Presented by The School of Journalism and Communication, the Attallah Lecture features experts in communications and media studies who share their ideas, thoughts, and perspectives with faculty, staff, students, alumni, and the community.
Through this lecture, the School commemorates the contributions of the late Paul Attallah, who was Associate Director of the School of Journalism and Communication and head of the Mass Communication program from 1991 to 2005. Dr. Attallah died of cancer in 2009 at the age of 54.
McGill University Professor Will Straw delivered a thought-provoking lecture on Media Forensics: Reading the Canadian Cultural Commodity to a packed room of over 120 people. Focusing on pulp magazines and vinyl records, the lecture explored practices of disguise and deception, through which the Canadian character of certain cultural commodities has been obscured so as to enhance their cultural legitimacy and commercial appeal.
Professor Straw opened his lecture by thanking the School for inviting him to speak on the 10th anniversary of the event, as a way to celebrate Paul’s life and work.

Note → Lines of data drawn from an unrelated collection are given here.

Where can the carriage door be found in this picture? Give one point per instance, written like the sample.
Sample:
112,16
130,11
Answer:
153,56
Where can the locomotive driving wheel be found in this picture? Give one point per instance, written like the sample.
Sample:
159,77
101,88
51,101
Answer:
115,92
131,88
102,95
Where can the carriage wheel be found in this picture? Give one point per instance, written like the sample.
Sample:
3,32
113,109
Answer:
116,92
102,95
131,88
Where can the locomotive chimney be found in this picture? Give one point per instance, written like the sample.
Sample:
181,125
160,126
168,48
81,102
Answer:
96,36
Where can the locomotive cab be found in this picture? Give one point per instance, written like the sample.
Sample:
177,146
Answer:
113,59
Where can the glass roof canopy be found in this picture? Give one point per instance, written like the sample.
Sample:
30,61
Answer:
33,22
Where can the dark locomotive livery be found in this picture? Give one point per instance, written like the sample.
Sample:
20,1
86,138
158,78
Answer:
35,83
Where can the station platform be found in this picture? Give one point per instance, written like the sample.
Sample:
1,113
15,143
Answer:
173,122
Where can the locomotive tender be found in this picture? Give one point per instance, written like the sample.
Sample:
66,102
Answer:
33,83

“I knew Paul Attallah for over 40 years. We went to McGill together as graduate students. It is a great honour to be invited back to Carleton University, at one of the best communications departments in Canada, to celebrate Paul’s life and work.”
Professor Straw joins a long list of distinguished international scholars who have delivered the Attallah Lecture over the past decade. School director Josh Greenberg described the decision to select Professor Straw as this year’s speaker as a “no brainer.”
“Will is a long time friend of the communication and media studies program. He taught many of our faculty members, was a close friend to Paul, and is regarded as one of this country’s most influential and important scholars,” Professor Greenberg said. “He was the perfect choice for this year’s lecture and we were thrilled that he so enthusiastically accepted our invitation.”
A questions and answers period took place after the lecture and finished with a reception in the Richcraft Hall Atrium, where attendees carried on in conversation over drinks and food.
The Attallah Lecture is the Communication and Media Studies program’s marquee annual event that was a featured event during Carleton’s 2018 Throwback.